The National Archives Taxonomy in the new Discovery Service
To develop a user-friendly subject categorisation and filtering functionality for the new Discovery catalogue service, creating subject tags deep across 11 million low level catalogue descriptions using innovative technology and limited human resources.
Jone Garmendia, Head of Cataloguing, The National Archives, Kew, firstname.lastname@example.org
June 2010 – March 2011 as a project.
April 2011 onwards as a business as usual.
Development took place in-house: four archivist worked on the project whilst carrying out other duties, an IT developer supported the taxonomy management software and categorisation engine.
We have used the basic definition of taxonomy published by the group Taxonomies in the Public Sector (TIPS) (a system for naming and organising things into groups that show similar characteristics) but with a strong focus on its practical application. We wanted to deliver a taxonomy to support web usability (searching and filtering of results), content re-use and serendipitous findings. The new subject filter sits next to the collection filter which continues to allow users to select records by provenance.
With the help of the lessons learnt after our 2005 site search categorisation exercise, consultation with experts and a series of internal workshops, we came up with a simple taxonomy which is structured as a list of subjects, using a simple header and a single level below.
Methodology and process
We ran a pilot categorisation exercise, which was extremely helpful particularly to:
a) understand the taxonomy management tool, a product linked to our existing search engine
b) make decisions about the best way to proceed within the available technology.
For example, we decided to go for the query method as the quality of the categorisation was high. The alternative was the training method (automated tagging by the search engine after analysing a sample of representative records for each subject category), which was not suitable due to the nature and chronology of our data
We implemented a new set of business rules within the metadata schema in order to allow subseries and series titles to influence the categorisation of low level file descriptions. This was essential to break the barriers of the strict multilevel structure of our relational database catalogue.
Next was the research and query building phase: each archivist was responsible for the development of a group of subjects. We researched sources for each subject within the context of The National Archives holdings, always assessing which records a wide range of users would expect to find under each subject filter. The outcome was a compilation of words and phrases for each subject. These word lists were used to build sophisticated queries at the back end and drive the automated tagging process.
One of the challenges was (and still is) disambiguation: dealing with homonyms. For example, in order to build a successful query to tag records under the subject ‘Race relations’ we had to exclude instances of the term ‘race’ in other contexts (horse races, air races, athletic races, race to the moon, etc.). We also learnt to never underestimate the number of words that might be contained in an English name.
This diagram illustrates the indexing process:
New data is automatically categorised during the ingestion and indexing process.
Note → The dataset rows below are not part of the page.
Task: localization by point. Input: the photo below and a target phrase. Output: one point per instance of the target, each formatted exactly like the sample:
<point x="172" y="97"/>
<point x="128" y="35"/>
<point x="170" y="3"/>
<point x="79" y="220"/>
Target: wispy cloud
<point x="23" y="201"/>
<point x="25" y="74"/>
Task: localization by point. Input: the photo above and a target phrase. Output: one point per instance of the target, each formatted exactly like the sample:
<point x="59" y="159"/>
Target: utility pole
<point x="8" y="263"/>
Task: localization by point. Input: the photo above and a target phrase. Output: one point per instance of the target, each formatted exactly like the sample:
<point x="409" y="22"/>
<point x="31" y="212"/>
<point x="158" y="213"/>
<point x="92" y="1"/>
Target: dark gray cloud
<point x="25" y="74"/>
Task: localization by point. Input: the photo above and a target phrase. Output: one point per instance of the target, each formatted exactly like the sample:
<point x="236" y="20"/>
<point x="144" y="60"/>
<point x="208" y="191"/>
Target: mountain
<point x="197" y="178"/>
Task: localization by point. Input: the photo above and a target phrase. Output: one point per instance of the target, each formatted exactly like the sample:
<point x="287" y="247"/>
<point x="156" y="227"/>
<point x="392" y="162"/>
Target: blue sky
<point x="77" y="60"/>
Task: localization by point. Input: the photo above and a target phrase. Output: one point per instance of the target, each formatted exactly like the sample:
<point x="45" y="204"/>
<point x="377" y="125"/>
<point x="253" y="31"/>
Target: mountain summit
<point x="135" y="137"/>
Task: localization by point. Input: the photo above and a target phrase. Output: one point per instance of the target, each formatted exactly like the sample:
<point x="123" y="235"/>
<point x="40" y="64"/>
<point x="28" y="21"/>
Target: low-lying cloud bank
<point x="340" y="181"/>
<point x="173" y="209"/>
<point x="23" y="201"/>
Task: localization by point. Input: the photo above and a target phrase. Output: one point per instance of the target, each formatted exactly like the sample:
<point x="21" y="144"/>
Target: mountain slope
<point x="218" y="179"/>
This is extremely important for us because we release an average of 12,000 catalogue entries per week.
Beta release, testing and tuning
Discovery is still a beta system and is not yet fully synchronised with the live TNA Catalogue data.
Following the beta release we carried out two testing exercises in parallel:
a) Analysis of results for 100 popular searches to establish the precision and relevancy of the categorisation.
b) Analysis of untagged material (records left without a subject) to tackle issues around recall. The whole team learnt a great deal through this type of work. It wasn’t just about how good the subject tags that we could see were. The key here was to look at what we couldn’t see, the records that had slipped through the net. Just before April 2011 there were 5.4 million untagged records. This number has gone down to 1.5 million and the team continues to work towards the maximum possible coverage.
- A taxonomy subject filtering is in operation to serve the new Discovery Service.
- Taxonomy development work has become business as usual
- A team of archivists has embraced the new technology to carry out a different type of descriptive work, putting a curatorial dimension into a search engine
- Taxonomy maintenance
- Adjustments for the ingest of other data sources, ie DocumentsOnline
- The importance of writing robust business rules in a language that developers can interpret and transform.
- Testing and tuning, testing and tuning and testing and tuning again.
- The advantages of agile development versus prince related project management methodologies.
- The fact that software is always imperfect and that we need to accept some undesirable features and work around the issues to achieve a positive outcome, resisting the temptation to hit our heads against the wall.
- The realisation that difficulties around disambiguation, language and personal names can also make your day much more interesting and fun.
- Finally, we already knew this from the start but… we kept learning that in the current climate all projects have to be delivered with very limited financial resources.